Since every member of the Wolf Clan is your immediate relative, it would be incest for you to marry anyone in the Wolf Clan. This is a key to the Clan system. It would be very easy for clans to split up into rival feuding groups were it not for the fact that the clans are all intermarried and every man has a spouse and children who belong to a different clan. So intermarriage weaves the clans together in a single community.
In each village, each clan has its own communal longhouse where the clan lives together. (More than one if necessary.) But if you are a man, you must find a spouse from a different clan. Say you find a wife from the Bear Clan. This means that you leave the Wolf Clan longhouse and go live, at least part of the time, in the Bear Clan longhouse.
The permanent membership of the clan longhouse is the women, since the men leave their own clan longhouse to go live with their wife’s clan. The core of the clan is the women’s community: your sisters, mothers, and daughters are the permanent members of the Wolf Clan longhouse. The internal leaders of the Clan are Elder women called Clan Mothers, who are also in charge of choosing and overseeing the male chiefs who represent the clan’s external leadership. The Clan Mothers all know the males of their clan since birth and have a good idea of who has leadership capabilities.
But even if you are living in the Bear Clan house with your wife and children, you are not really involved in raising the children whom you father. They aren’t actually considered “your” children; they are the children of the Bear Clan, your wife’s clan. The children of you and your wife inherit her clan membership, which is Bear Clan, and Bear Clan children are raised by Bear Clan women and men – in other words, your wife and her brothers, who are Bear Clan men. You, on the other hand, might be called back to the Wolf Clan house to help raise the children of your own clan, especially your sister’s children. (Even though all the Wolf Clan members are your siblings, your actual sisters are your closest siblings.)
So you likely end up dividing your time between the Wolf Clan longhouse and the Bear Clan longhouse of your wife and children, and the Men’s House, where men of your clan could hang out together and be buds.

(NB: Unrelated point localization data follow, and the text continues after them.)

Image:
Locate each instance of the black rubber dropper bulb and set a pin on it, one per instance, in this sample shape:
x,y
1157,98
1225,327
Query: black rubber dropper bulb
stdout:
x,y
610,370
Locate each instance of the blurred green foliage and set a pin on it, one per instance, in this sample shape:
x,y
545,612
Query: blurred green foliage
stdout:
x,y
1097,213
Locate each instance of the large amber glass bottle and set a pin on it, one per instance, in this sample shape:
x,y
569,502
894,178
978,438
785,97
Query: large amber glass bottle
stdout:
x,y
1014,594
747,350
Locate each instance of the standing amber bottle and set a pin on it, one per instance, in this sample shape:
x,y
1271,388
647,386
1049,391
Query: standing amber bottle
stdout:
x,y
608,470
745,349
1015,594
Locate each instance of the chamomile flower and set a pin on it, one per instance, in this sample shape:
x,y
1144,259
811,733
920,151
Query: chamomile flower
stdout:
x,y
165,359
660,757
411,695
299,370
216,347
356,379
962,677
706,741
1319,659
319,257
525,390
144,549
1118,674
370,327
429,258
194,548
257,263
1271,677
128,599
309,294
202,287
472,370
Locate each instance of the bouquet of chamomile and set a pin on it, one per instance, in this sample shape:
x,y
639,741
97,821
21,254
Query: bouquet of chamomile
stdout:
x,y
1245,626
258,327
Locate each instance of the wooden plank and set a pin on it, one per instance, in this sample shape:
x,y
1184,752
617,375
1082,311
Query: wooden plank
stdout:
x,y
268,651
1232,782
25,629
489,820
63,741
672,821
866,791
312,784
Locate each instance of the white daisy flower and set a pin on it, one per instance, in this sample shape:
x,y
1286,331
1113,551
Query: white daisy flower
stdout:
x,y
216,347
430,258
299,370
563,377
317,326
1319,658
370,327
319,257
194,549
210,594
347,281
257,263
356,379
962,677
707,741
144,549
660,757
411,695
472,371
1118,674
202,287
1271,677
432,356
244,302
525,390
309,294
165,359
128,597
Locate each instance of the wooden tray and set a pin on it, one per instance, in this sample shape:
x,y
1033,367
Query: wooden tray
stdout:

As can be guessed, in this system divorce is very easy, and has no real consequences in terms of disturbing the stability of the family or the raising of children. It is also possible (though not common) for a man to have more than one wife as long as both wives are of the same clan and live in the same clan longhouse. The matrilineal Clan system easily accommodates both polygamy (if there is a shortage of men) and serial monogamy, and marital fidelity is stressed because of practical problems of jealousy and human relations. But marital fidelity (for women) is not the critical issue that it is in civilized society in which paternity must be positively sure because children inherit property and social status. Since clan membership goes through the mother, there is simply no reason to be concerned about the paternity of a child, and therefore there is no reason to treat women as property or try to control their sexuality, or worry about silly things like virginity.
The quality of the relationship between a husband and wife is a private matter for them to work out together – it is not the tribe’s concern, because nothing really depends on whether marriages stay together or not (in contrast to modern society, where the family falls apart if the marriage falls apart).
This model has shown itself to be very stable and successful (until outside forces started acting up it). But it depends above all on a strong women’ community – solidarity and cooperation among the women, and strong women elders.